Décodages | Article 1075 du Code Civil des mollahs : Le mariage temporaire (Sigheh) est légal pour une durée variant de une heure à quatre-vingt-dix-neuf ans. L’homme peut contracter autant de mariages temporaires simultanés qu’il le désire. Il peut cesser le contrat quand il le veut. La femme ne le peut pas.

L’article de l’AP ignore avec superbe le point de vue des femmes, à aucun moment l’illustre crétin qui a écrit ce papier n’a jugé nécessaire d’exposer le point de vue des femmes et pour cause, le taux de la participation des femmes dans le monde du travail sous le régime des mollahs est proche de nul : 1,7%. Les iraniennes sont dépendantes économiquement et leur seul moyen de subsister est d’être mariées. Celles qui ne le sont plus, après un divorce ou une répudiation, elles peuvent essayer de devenir des 2nde, troisième ou quatrième épouses, une sorte de bonne sans salaire qui est logée et maigrement nourrie. D’autres tombent dans le circuit du sigheh, mariage temporaire, si elles ont des attraits physiques. C’est une situation catastrophique et l’article d’AP n’en parle pas.

Le journaliste de l’AP n’expose que les points de vue des consommateurs mâles et fait la belle part à un mollah nommé ministre de l’intérieur connu pour sa cruauté et son implication dans la répression des opposants au début de la révolution islamique. Voici quelques extraits de cet article :

« Le mariage provisoire est une règle de Dieu. Nous devons l’encourager vigoureusement », a déclaré le ministre de l’Intérieur Mostafa Pourmohammadi, cité par la télévision d’Etat.

« Nous devons trouver une solution pour répondre au désir sexuel des jeunes qui ne peuvent pas se marier, a expliqué Pourmohammadi à plusieurs journaux locaux. La moitié des 70 millions d’Iraniens a moins de 30 ans.
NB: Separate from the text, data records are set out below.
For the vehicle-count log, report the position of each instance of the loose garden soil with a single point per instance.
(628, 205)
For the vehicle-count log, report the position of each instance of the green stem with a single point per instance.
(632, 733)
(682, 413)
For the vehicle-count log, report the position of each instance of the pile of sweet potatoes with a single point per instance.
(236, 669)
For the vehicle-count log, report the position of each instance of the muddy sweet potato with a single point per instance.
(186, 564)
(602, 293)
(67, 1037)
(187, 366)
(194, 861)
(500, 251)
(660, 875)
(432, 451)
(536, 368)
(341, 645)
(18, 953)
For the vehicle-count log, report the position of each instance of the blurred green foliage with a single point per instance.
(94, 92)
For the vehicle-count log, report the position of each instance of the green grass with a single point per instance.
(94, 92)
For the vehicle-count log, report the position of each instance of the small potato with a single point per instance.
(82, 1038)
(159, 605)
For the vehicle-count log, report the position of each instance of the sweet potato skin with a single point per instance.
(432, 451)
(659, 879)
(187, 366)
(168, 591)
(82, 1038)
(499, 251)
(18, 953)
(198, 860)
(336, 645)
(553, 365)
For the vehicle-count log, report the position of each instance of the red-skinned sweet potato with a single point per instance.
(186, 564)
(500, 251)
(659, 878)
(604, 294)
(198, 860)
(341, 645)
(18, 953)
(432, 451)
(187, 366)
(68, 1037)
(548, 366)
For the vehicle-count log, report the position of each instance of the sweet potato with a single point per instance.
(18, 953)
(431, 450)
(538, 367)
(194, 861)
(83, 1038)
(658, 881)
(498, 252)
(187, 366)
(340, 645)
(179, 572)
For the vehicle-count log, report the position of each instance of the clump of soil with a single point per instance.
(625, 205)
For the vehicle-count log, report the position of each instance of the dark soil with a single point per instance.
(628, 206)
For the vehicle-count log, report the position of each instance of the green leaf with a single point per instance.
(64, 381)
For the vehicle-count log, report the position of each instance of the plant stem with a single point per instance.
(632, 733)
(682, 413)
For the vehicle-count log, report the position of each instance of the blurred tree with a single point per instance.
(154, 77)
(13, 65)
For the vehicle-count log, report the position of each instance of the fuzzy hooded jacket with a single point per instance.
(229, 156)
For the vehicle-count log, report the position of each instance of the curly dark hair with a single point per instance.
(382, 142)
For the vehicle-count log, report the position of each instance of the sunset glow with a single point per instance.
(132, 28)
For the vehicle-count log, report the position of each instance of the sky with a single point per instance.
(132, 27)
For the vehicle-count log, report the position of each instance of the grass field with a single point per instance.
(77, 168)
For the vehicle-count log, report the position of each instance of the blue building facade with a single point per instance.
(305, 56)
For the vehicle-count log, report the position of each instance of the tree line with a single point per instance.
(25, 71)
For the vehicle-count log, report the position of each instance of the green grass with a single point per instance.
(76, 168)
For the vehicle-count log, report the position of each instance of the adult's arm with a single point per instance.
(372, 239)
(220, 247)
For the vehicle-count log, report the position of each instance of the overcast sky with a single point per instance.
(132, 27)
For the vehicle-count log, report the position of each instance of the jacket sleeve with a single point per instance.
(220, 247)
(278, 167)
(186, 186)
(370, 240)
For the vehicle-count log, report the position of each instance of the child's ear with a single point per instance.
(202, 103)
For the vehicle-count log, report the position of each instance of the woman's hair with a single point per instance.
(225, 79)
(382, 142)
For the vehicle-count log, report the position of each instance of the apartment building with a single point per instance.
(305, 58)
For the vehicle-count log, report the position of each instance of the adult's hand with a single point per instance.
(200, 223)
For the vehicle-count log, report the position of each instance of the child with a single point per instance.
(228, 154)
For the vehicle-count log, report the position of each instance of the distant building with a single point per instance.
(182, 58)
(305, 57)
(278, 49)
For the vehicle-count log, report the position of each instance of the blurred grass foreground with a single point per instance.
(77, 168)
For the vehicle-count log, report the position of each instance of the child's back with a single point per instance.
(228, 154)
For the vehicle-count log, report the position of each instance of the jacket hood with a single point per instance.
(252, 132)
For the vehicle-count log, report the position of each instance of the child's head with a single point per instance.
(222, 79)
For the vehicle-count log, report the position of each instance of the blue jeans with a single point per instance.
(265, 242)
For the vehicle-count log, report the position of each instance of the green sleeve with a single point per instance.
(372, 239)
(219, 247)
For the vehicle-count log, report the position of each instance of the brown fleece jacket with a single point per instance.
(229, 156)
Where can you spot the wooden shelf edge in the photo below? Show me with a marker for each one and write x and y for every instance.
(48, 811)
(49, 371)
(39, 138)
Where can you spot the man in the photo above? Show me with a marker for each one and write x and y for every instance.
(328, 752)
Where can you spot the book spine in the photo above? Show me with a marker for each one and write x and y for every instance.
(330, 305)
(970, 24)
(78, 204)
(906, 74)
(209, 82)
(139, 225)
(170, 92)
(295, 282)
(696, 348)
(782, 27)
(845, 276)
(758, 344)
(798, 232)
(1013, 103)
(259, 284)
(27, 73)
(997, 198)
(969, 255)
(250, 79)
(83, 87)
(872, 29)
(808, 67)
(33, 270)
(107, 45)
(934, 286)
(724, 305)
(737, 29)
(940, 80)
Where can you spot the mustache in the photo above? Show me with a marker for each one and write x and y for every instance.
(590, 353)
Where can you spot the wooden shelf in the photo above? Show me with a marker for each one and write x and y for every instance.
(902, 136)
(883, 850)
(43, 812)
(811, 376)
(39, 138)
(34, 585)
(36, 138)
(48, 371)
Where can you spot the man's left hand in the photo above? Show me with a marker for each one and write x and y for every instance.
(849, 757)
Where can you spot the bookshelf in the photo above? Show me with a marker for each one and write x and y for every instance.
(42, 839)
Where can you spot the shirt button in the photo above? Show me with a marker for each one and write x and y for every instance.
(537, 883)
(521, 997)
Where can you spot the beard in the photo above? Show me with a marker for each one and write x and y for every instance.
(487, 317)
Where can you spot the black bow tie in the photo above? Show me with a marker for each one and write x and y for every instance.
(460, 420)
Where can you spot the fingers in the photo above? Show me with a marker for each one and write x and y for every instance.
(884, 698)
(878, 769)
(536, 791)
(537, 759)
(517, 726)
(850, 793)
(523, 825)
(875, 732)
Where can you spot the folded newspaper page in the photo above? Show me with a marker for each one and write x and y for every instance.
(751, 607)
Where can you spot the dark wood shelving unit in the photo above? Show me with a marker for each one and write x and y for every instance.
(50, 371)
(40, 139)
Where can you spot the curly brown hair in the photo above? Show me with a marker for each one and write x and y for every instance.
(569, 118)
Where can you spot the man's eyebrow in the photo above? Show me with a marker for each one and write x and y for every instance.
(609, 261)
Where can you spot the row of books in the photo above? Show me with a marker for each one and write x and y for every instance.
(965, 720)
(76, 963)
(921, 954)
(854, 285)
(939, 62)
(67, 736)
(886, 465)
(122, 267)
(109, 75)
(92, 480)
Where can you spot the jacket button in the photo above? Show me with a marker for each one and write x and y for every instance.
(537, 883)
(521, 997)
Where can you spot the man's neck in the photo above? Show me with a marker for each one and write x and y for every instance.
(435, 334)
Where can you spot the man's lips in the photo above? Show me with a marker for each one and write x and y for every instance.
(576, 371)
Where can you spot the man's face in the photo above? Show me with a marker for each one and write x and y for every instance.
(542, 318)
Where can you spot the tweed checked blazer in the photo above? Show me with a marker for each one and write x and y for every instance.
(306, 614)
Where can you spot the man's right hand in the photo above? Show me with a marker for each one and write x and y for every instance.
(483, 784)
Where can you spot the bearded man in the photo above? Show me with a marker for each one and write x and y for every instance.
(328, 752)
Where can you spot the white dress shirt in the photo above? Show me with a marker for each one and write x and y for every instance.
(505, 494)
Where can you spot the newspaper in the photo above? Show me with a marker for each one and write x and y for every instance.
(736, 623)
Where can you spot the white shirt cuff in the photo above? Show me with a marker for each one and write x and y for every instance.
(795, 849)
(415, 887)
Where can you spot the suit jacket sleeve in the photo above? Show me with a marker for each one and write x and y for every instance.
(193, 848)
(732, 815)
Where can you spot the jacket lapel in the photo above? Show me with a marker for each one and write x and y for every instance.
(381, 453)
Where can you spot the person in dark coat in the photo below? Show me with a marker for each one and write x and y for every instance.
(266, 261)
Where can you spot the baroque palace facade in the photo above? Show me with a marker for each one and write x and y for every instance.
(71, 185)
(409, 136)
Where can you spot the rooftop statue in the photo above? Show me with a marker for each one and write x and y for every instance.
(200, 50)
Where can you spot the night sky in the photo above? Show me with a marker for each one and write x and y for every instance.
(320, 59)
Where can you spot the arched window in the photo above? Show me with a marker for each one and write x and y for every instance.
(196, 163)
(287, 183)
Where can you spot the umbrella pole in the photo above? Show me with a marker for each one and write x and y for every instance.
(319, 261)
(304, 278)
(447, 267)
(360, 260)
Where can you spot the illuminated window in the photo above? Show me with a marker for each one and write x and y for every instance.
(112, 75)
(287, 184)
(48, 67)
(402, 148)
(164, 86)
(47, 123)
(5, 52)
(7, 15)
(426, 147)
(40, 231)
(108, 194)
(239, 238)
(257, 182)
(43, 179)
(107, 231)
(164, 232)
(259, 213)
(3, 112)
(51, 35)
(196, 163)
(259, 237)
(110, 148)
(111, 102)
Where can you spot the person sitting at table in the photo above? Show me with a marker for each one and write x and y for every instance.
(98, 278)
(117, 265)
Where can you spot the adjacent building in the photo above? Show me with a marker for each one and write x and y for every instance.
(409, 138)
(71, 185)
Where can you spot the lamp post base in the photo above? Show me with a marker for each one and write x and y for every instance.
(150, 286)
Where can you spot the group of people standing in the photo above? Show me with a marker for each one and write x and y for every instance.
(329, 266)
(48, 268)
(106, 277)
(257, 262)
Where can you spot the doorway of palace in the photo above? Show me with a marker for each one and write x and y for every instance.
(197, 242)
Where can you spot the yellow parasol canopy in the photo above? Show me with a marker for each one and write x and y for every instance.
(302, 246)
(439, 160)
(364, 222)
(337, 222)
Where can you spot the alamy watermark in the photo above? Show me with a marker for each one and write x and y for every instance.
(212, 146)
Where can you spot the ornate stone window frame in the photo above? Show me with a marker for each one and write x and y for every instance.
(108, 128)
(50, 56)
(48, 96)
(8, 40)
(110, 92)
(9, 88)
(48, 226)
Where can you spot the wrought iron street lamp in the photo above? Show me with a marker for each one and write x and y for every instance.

Reza Carabi, un chauffeur de taxi de 23 ans exprime ainsi la frustration de beaucoup de jeunes Iraniens qui n’ont pas les moyens d’acheter une maison et de se marier.

« Je n’ai pas assez d’argent pour assumer une vie conjugale. Je ne veux pas fréquenter de prostituées. Que dois-je faire pour satisfaire mes besoins sexuels ? », demande-t-il.

Les opposants à la pratique du « mariage provisoire » craignent qu’elle n’entraîne une augmentation de la prostitution et une dégradation des valeurs morales.

« Ca va ébranler les fondements de la famille », a affirmé le juriste Nemat Ahmadi, arguant que cela donnerait aux hommes riches un alibi religieux pour avoir des liaisons. « ça va seulement promouvoir la prostitution », redoute-t-il.

Même quand l’article évoque la prostitution, il ne prend pas le soin d’expliquer l’étendue de la présence des prostituées dans les villes et y consacre un paragraphe très bref, où il est question de l’absence de statistiques officielles accessibles sur le nombre de prostituées en Iran.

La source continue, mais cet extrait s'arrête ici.